So today, as planned, we spent some time at the Picasso Museum. Little didn’t think much of it and after viewing only two rooms she took a nap, waking near the very end of the exhibit. I, on the other hand, enjoyed the collection. It was most certainly strongest in Picasso’s earlier work, but it was interesting to see how talented he was technically from an early age and how his work developed.
The museum consists of four medieval buildings with an amazing courtyard and vaulted lower level which are in themselves worth a visit. There was no way to do justice to the space with a photograph. I wouldn’t even try.
Since it was such a beautiful day (and every day here is, unless it’s raining), we walked home via the park. Good thing we did; we found a fabulous boxer dog named Linda (“Leenda”) and her person playing ball near the Museum of Natural History. Leenda was most certainly the highlight of Bebe’s week: she laughed hysterically every time Leenda jumped up the catch the tennis ball her person was throwing and bouncing for her, and Leenda and her nice person kindly kept Bebe entertained for about five minutes before we headed home. They promised to be at the same location, same time tomorrow. We won’t force them to entertain us again, but I’m glad Bebe had such a good time. People in the park were stopping to watch her laugh!

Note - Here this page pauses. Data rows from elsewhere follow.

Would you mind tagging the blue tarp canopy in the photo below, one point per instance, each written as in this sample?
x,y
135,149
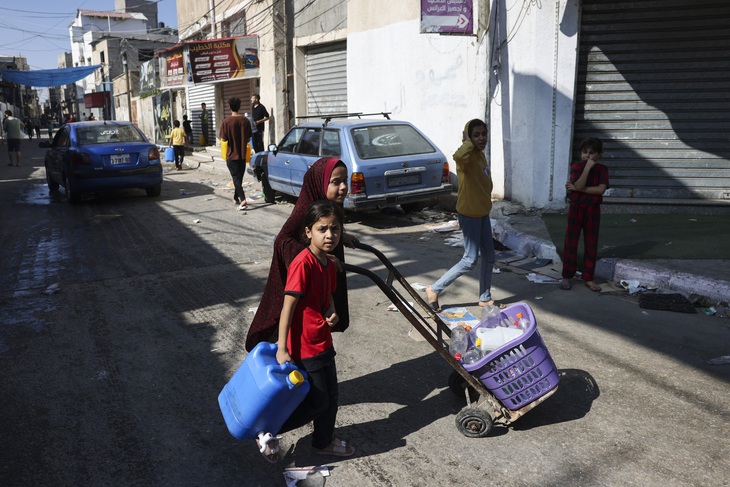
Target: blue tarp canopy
x,y
48,77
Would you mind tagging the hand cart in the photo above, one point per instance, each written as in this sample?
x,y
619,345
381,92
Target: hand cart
x,y
499,388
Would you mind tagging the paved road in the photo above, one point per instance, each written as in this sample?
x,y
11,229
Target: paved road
x,y
113,379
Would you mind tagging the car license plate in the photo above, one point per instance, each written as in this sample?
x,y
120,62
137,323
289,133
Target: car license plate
x,y
396,181
119,159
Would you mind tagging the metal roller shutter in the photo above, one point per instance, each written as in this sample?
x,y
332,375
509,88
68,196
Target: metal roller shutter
x,y
197,94
240,89
327,79
654,84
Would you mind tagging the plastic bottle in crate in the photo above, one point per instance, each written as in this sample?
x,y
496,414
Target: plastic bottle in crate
x,y
474,354
262,393
522,322
490,316
459,341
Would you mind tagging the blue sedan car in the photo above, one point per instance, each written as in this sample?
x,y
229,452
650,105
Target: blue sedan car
x,y
389,162
88,157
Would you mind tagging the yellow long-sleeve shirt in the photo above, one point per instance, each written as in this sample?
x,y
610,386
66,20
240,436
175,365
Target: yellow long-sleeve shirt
x,y
475,184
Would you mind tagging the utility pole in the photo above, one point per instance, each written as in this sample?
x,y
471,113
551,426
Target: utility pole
x,y
282,32
126,76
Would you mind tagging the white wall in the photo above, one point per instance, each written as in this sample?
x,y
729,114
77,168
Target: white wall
x,y
438,83
532,101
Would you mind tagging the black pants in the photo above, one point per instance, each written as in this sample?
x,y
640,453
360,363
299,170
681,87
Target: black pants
x,y
258,141
237,169
179,151
320,404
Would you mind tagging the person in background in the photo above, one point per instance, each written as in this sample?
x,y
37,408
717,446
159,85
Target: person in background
x,y
188,129
473,204
588,182
305,330
28,124
13,128
236,132
177,142
204,123
260,117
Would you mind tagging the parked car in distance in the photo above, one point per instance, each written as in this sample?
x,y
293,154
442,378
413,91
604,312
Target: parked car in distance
x,y
87,157
389,162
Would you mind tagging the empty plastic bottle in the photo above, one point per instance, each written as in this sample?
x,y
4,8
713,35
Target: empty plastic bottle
x,y
459,341
522,323
474,354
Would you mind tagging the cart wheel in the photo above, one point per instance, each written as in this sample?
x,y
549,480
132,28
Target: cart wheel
x,y
474,422
457,384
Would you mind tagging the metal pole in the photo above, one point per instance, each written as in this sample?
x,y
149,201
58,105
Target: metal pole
x,y
126,72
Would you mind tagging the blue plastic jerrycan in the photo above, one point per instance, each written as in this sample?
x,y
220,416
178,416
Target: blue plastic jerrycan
x,y
262,393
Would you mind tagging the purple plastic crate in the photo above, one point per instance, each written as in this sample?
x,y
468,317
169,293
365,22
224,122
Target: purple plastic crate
x,y
520,371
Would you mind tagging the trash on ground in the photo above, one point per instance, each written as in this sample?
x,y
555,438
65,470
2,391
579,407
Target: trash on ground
x,y
668,302
447,227
393,307
458,317
725,359
313,475
541,279
53,288
632,286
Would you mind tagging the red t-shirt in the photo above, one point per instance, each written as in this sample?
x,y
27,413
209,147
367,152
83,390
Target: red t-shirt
x,y
597,175
313,283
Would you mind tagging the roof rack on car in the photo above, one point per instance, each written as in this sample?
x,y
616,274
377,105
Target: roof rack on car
x,y
328,117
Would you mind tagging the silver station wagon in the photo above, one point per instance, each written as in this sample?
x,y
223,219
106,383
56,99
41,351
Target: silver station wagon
x,y
388,162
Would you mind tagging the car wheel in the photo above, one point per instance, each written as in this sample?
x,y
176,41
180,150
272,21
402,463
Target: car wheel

Tomorrow begins the Festes de la Merce, a festival unique to Barcelona. Festivities include free concerts, human castles, folk dancing (ah, yes, we remember that from last weekend), a fire race (!?!), fireworks, and parades of “giants and big heads”! I quote from the guidebook: “Nostra Senyora de la Merce was elevated to co-patron of the city after she single-handedly beat off a plague of locusts in 1637!” So there you have it: four days of celebration for the strangest story I’ve ever heard. How does one single-handedly fight off locusts? Perhaps the fireworks, firecrackers, and fire parade are my answer: tune in later for photos, assuming Bebe is amenable to the schedule and I can stand the crowds. Too bad Todd has to work during the day; a shopkeeper told me that it is illegal for most stores to be open for the holiday!
And final news for the day: Bebe is officially crawling! It suddenly clicked for her, and she’s having a wonderful time chasing down my magazines, lunch, or whatever I’m doing at the moment. We’ve babyproofed the Barcelona apartment as much as we can (there’s not much in it, so it wasn’t too difficult), but babyproofing the New York apartment will be another story. How does one babyproof a cat?
Tomorrow’s tentative schedule:
The Great Ciutadella Circus
An ancient military stronghold, the Citadel was demolished to make way for the city’s first large park. During La Mercè, this public space becomes a huge circus accommodating some of the biggest circus companies in Catalonia, accompanied by international guests. You can also find activities for children there.
Cavalcada de la Mercè (La Mercè Parade)
This is the biggest street parade in the whole of La Mercè Festival, with giants from different points of Catalonia. In addition, in order to commemorate the fourth centenary of Don Quixote, this year there will be images of the good knight of La Mancha from all over Spain.